Monfortinho acogerá una concentración ibérica para reclamar la finalización de la EX-A1
La protesta, convocada para las 19.30 horas, busca visibilizar una demanda que desde hace décadas mantienen vecinos.
La histórica reivindicación de la autovía EX-A1 volverá a reunir a ciudadanos y representantes de ambos lados de la frontera el próximo miércoles 20 de mayo en Monfortinho, donde se celebrará una concentración bajo el lema “La autovía de la esperanza” para reclamar avances definitivos en la conexión entre Extremadura y Portugal.
La protesta, convocada para las 19.30 horas, busca visibilizar una demanda que desde hace décadas mantienen vecinos, empresarios, alcaldes y colectivos sociales del norte de Cáceres: completar el tramo pendiente entre Moraleja y la frontera portuguesa y lograr la continuidad de la conexión hacia Castelo Branco y Lisboa.
Desde la organización consideran que se trata de una infraestructura clave para el futuro económico y social de amplias comarcas extremeñas que continúan reclamando mejores comunicaciones.
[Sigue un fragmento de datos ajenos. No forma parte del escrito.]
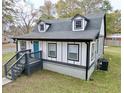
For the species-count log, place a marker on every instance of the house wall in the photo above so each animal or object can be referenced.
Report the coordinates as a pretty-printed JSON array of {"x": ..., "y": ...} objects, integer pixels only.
[
  {"x": 78, "y": 72},
  {"x": 65, "y": 69},
  {"x": 62, "y": 52},
  {"x": 100, "y": 48},
  {"x": 113, "y": 41}
]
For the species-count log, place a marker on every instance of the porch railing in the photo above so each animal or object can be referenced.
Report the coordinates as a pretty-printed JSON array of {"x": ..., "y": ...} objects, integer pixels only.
[{"x": 13, "y": 60}]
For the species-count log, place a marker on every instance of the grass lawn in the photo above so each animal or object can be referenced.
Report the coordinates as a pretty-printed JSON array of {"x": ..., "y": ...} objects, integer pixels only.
[{"x": 49, "y": 82}]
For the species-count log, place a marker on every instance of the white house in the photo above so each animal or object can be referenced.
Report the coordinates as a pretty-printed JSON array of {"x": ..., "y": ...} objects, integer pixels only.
[{"x": 69, "y": 46}]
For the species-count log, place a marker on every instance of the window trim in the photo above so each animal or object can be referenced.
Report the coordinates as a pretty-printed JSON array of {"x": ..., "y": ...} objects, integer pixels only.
[
  {"x": 91, "y": 60},
  {"x": 68, "y": 53},
  {"x": 24, "y": 42},
  {"x": 39, "y": 27},
  {"x": 74, "y": 25},
  {"x": 55, "y": 51}
]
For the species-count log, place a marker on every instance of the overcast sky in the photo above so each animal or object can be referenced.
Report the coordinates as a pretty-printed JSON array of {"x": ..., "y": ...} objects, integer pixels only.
[{"x": 116, "y": 4}]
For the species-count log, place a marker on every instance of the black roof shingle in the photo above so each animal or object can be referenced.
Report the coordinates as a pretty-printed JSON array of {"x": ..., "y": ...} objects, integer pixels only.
[{"x": 62, "y": 29}]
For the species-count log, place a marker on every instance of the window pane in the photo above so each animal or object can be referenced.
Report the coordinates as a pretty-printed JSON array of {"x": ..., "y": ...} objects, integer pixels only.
[
  {"x": 73, "y": 52},
  {"x": 78, "y": 23},
  {"x": 23, "y": 45},
  {"x": 52, "y": 47},
  {"x": 73, "y": 48},
  {"x": 52, "y": 50},
  {"x": 41, "y": 27},
  {"x": 92, "y": 51}
]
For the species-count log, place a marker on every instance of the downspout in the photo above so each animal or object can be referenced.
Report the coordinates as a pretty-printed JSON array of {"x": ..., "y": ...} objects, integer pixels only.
[
  {"x": 16, "y": 45},
  {"x": 87, "y": 59},
  {"x": 104, "y": 31}
]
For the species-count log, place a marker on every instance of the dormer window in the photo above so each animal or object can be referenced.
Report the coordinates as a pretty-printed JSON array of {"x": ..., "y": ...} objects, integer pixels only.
[
  {"x": 78, "y": 24},
  {"x": 41, "y": 27}
]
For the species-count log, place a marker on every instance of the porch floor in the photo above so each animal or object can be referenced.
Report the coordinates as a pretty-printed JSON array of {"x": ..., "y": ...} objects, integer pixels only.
[{"x": 5, "y": 81}]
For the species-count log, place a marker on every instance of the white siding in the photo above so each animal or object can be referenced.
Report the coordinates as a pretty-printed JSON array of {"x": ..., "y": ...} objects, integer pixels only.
[
  {"x": 102, "y": 28},
  {"x": 64, "y": 52},
  {"x": 61, "y": 51},
  {"x": 84, "y": 54},
  {"x": 91, "y": 61},
  {"x": 29, "y": 45},
  {"x": 19, "y": 46},
  {"x": 44, "y": 51},
  {"x": 65, "y": 69},
  {"x": 59, "y": 46}
]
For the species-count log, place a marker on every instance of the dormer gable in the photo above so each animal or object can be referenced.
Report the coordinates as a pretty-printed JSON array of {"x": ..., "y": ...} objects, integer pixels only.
[
  {"x": 43, "y": 26},
  {"x": 79, "y": 23}
]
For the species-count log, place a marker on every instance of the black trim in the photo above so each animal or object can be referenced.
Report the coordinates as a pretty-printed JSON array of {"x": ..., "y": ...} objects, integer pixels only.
[
  {"x": 87, "y": 59},
  {"x": 68, "y": 52},
  {"x": 80, "y": 16},
  {"x": 48, "y": 50},
  {"x": 105, "y": 26},
  {"x": 51, "y": 39},
  {"x": 63, "y": 63},
  {"x": 16, "y": 45},
  {"x": 91, "y": 65}
]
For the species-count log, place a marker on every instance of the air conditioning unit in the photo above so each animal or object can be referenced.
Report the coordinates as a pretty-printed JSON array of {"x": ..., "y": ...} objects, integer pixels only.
[{"x": 102, "y": 64}]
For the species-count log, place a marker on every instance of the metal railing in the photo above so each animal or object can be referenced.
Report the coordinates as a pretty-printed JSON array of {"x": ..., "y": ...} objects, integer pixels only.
[
  {"x": 22, "y": 56},
  {"x": 13, "y": 74},
  {"x": 8, "y": 65}
]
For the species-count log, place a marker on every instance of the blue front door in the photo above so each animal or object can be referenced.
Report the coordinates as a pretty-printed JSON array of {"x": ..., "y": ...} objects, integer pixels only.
[{"x": 36, "y": 48}]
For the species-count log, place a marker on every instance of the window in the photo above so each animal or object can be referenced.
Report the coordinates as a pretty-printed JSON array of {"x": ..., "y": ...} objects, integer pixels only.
[
  {"x": 23, "y": 45},
  {"x": 73, "y": 52},
  {"x": 93, "y": 51},
  {"x": 41, "y": 27},
  {"x": 52, "y": 50},
  {"x": 97, "y": 46},
  {"x": 78, "y": 24}
]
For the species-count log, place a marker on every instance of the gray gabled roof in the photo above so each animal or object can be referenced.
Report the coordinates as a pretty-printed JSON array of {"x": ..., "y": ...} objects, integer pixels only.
[{"x": 62, "y": 29}]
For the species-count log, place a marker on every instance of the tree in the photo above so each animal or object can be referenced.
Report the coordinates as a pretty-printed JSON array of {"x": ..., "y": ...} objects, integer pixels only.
[
  {"x": 68, "y": 8},
  {"x": 106, "y": 6},
  {"x": 7, "y": 14},
  {"x": 24, "y": 18},
  {"x": 46, "y": 10},
  {"x": 113, "y": 22},
  {"x": 7, "y": 11}
]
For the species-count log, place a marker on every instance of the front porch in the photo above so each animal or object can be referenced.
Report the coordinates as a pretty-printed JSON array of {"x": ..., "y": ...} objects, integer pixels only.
[{"x": 23, "y": 61}]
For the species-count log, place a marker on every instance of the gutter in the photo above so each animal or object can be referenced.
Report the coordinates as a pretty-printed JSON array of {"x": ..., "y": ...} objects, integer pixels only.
[{"x": 87, "y": 59}]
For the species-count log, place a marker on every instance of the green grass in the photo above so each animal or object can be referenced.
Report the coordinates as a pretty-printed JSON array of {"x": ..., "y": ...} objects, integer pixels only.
[
  {"x": 49, "y": 82},
  {"x": 7, "y": 56}
]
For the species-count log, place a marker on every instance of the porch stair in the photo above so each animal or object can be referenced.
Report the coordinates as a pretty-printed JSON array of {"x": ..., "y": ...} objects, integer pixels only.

La EX-A1 se ha convertido con el paso de los años en uno de los proyectos más reivindicados del norte regional, especialmente en zonas como Sierra de Gata, Valle del Alagón o Campo Arañuelo, donde se defiende que la autovía supondría una oportunidad para atraer inversiones, mejorar el transporte y combatir la despoblación.
MOVILIZACIÓN
La movilización contará además con autobuses gratuitos desde Navalmoral de la Mata, Plasencia, Coria y Moraleja con el objetivo de facilitar la participación ciudadana en un acto que tendrá carácter ibérico y en el que también se espera presencia de representantes portugueses.
El alcalde de Moraleja, Julio César Herrero, ha realizado además un llamamiento público a la participación ciudadana, animando a vecinos y colectivos de la comarca a sumarse a la concentración para defender una infraestructura que considera fundamental para el desarrollo del territorio y para mejorar las conexiones del noroeste extremeño con Portugal.
La convocatoria llega en un momento en el que las administraciones han retomado distintos trámites relacionados con el desarrollo del proyecto. En los últimos meses se han conocido avances técnicos vinculados al futuro enlace internacional y al estudio de viabilidad de la infraestructura, aunque los colectivos defensores de la autovía consideran que los pasos siguen siendo insuficientes tras años de retrasos y promesas incumplidas.
A ello se suman las dificultades surgidas en territorio portugués, donde cuestiones medioambientales y modificaciones del trazado han ralentizado la planificación del corredor hasta Castelo Branco, alimentando la preocupación de quienes temen nuevos aplazamientos.
Los organizadores insisten en que la reivindicación va más allá de una carretera y la presentan como una oportunidad estratégica para mejorar la conexión entre Madrid y Lisboa por el norte de Extremadura, fortalecer las relaciones transfronterizas y ofrecer nuevas posibilidades de desarrollo a una zona que durante años ha denunciado sentirse aislada en materia de infraestructuras.